监督者可以通过选择性地生成子智能体来处理这两种情况，以调整请求所需的研究深度级别。监督者会根据启发式方法来推理何时应该并行化研究，以及何时单个研究线程就足够了。
Our deep research agent has the flexibility to choose whether to parallelize research or not.
我们的深度研究代理具有灵活性，可以选择是否并行化研究。

💡

A multi-agent supervisor allows for flexibility of search strategy.
一个多智能体监督者允许搜索策略的灵活性。

Context Engineering is important to mitigate token bloat and steer behavior
上下文工程对于缓解 token 膨胀和引导行为非常重要。

Research is a token-heavy task. Anthropic reported that their multi-agent system used 15x more tokens than a typical chat application! We used context engineering to mitigate this.
研究是一项 token 密集型任务。Anthropic 报告称，他们的多智能体系统比典型的聊天应用多使用了 15 倍的 token！我们使用了上下文工程来缓解这一问题。

We compress the chat history into a research brief, which prevents token-bloat from prior messages. Sub-agents prune their research findings to remove irrelevant tokens and information before returning to the supervisor.
我们将聊天历史压缩成研究简报，这防止了先前的消息导致的 token 膨胀。子智能体在返回监督者之前，会修剪他们的研究成果以移除不相关的 token 和信息。

Without sufficient context engineering, our agent was prone to running into context window limits from long, raw tool-call results. Practically, it also helps save $ on token spend and helps avoid TPM model rate limits.
缺乏足够的上下文工程，我们的智能体容易因长而原始的工具调用结果而超出上下文窗口限制。实际上，这也有助于节省代币支出，并避免 TPM 模型速率限制。

💡

Context engineering has many practical benefits. It saves tokens, helps avoid context window limits, and helps stay under model rate limits.
上下文工程有许多实际好处。它节省代币，有助于避免上下文窗口限制，并有助于保持在模型速率限制之下。

Next Steps 下一步

Open deep research is a living project and we have several ideas we want to try. These are some of the open questions that we’re thinking about.
Open deep research 是一个持续发展的项目，我们有一些想法想要尝试。这些是我们正在思考的一些开放性问题。

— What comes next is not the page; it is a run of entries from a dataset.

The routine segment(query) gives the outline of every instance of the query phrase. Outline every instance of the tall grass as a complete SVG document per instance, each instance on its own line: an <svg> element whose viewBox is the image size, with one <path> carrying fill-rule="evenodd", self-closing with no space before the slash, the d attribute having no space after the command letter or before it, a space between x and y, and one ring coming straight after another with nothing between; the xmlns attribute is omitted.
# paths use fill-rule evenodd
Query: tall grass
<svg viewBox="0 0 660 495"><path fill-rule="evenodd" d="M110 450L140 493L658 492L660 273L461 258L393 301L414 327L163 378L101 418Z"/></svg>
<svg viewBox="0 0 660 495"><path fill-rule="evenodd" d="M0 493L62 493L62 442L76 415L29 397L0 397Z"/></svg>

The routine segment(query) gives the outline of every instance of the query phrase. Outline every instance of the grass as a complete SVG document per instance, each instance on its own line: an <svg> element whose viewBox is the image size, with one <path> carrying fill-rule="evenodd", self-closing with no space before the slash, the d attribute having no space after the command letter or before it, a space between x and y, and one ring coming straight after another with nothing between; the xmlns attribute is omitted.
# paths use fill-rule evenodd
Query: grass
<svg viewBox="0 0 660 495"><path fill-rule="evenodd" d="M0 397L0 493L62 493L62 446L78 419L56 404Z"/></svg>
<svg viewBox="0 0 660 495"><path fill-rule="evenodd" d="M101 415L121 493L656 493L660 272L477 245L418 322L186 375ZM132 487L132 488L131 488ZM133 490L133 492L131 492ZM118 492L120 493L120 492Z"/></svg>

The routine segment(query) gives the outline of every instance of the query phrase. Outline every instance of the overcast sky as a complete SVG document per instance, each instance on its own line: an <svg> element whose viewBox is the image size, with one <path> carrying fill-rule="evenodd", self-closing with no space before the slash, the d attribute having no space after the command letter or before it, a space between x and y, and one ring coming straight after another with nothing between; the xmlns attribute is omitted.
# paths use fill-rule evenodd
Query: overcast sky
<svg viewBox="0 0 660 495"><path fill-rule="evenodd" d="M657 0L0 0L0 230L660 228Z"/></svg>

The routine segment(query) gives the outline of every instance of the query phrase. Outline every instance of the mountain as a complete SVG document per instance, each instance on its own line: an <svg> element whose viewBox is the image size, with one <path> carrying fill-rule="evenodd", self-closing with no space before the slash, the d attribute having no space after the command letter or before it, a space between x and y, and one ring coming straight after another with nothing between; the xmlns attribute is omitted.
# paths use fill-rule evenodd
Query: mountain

What is the best way to handle token-heavy tool responses, and what is the best way to filter out irrelevant context to reduce unnecessary token expenditure?
如何最佳处理包含大量 token 的工具响应，以及如何最佳过滤无关上下文以减少不必要的 token 消耗？
Are there any evaluations worth running in the hot path of the agent to ensure high quality responses?
在代理的热路径中，是否有值得运行的评价来确保高质量的响应？
Deep research reports are valuable and relatively expensive to create, can we store this work and leverage these in the future with long-term memory?
深度研究报告非常有价值且制作成本相对较高，我们能否将这些工作存储起来，并利用长期记忆在未来发挥作用？

Using Open Deep Research 使用 Open Deep Research

LangGraph Studio LangGraph 工作室

You can clone our LangGraph code and run Open Deep Research locally with LangGraph Studio. You can use Studio to test out the prompts and architecture and tailor them more specifically to your use cases!
您可以克隆我们的 LangGraph 代码，并使用 LangGraph Studio 在本地运行 Open Deep Research。您可以使用 Studio 来测试提示和架构，并根据您的具体用例进行更精确的定制！

Check out the repo!
查看仓库！

Open Agent Platform 开放代理平台

We've hosted Open Deep Research on our demo instance of Open Agent Platform (OAP). OAP is a citizen developer platform, allowing users to build, prototype, and use agents - all you need to do is pass in your API keys. You can also deploy your own instance of OAP to host Deep Research alongside other LangGraph agents!
我们将 Open Deep Research 部署在我们的开放代理平台（OAP）演示实例上。OAP 是一个公民开发者平台，允许用户构建、原型设计和使用代理——您只需要提供 API 密钥即可。您还可以部署自己的 OAP 实例，以与其他 LangGraph 代理一起托管 Deep Research！

Try it out on Open Agent Platform!
在 Open Agent 平台上试试看！

TL;DR

Challenge 挑战

Architectural Overview 架构概述

Phase 1: Scope 第一阶段：范围

Phase 2: Research 第二阶段：研究

Phase 3: Report Writing 第三阶段：报告撰写

Lessons 教训

Only use multi-agent for easily parallelized tasks仅对易于并行处理的任务使用多智能体

Multi-agent is useful for isolating context across sub-research topics多智能体机制有助于隔离不同子研究主题的上下文

Let’s look at a concrete example让我们来看一个具体的例子

Multi-agent supervisor enables the system to tune to required research depth多智能体监督者使系统能够调整到所需的研究深度

Context Engineering is important to mitigate token bloat and steer behavior上下文工程对于缓解 token 膨胀和引导行为非常重要。